Ítaca es, dicen, la tierra a la que se debe volver, el hogar. Ítaca, de donde parten los héroes, a donde regresan, victoriosos, para recibir lo que ellos creen su merecida recompensa, reclamada a golpe de flecha y lanza. Felicidad forzosa, forzada; no en vano han abandonado la que se les ofrecía en la senda de regreso.
Ítaca es ese lugar permanente, estático, inmutable en el tiempo y en el espacio. Volver a Ítaca es reencontrarse con el pasado futuro que planeaste al partir. Odiseo ha de partir para regresar; ha de partir para cambiar, crecer, vivir y volver a ese lugar donde, maduro, ya no se alterará más que cuando se abandone a las Moiras.

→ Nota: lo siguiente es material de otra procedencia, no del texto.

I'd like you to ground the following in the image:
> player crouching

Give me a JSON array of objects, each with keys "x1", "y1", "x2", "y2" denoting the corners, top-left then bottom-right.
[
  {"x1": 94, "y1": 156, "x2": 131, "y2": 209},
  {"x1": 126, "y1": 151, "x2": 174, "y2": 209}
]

Para que Odiseo vaya y vuelva, Penélope debe permanecer, tan inmutable como la tierra que habita. Pasa los días atrapada en una red que ella misma teje, obligándose a no abandonar nunca su prisión, a no sentir el impulso de convertirse ella misma en navegante. Se teje y se trama, se cose las costuras de las arrugas y se llena de la cálida espuma de una libertad que no es la suya.
Penélope espera, sobrevive, prisionera de una patria que abrasa sus dedos con cada nuevo amanecer. Esclava de su semilla, teje. Teje y desteje, dueña solo del tiempo. Teje para huir sin escapar, cree que sus pies son demasiado blandos para aguantar el camino; no se da cuenta de los callos que han endurecido sus manos y sus ojos. Teje, teje y teje, teje y desteje, cada día, hasta que su hilo se rompa.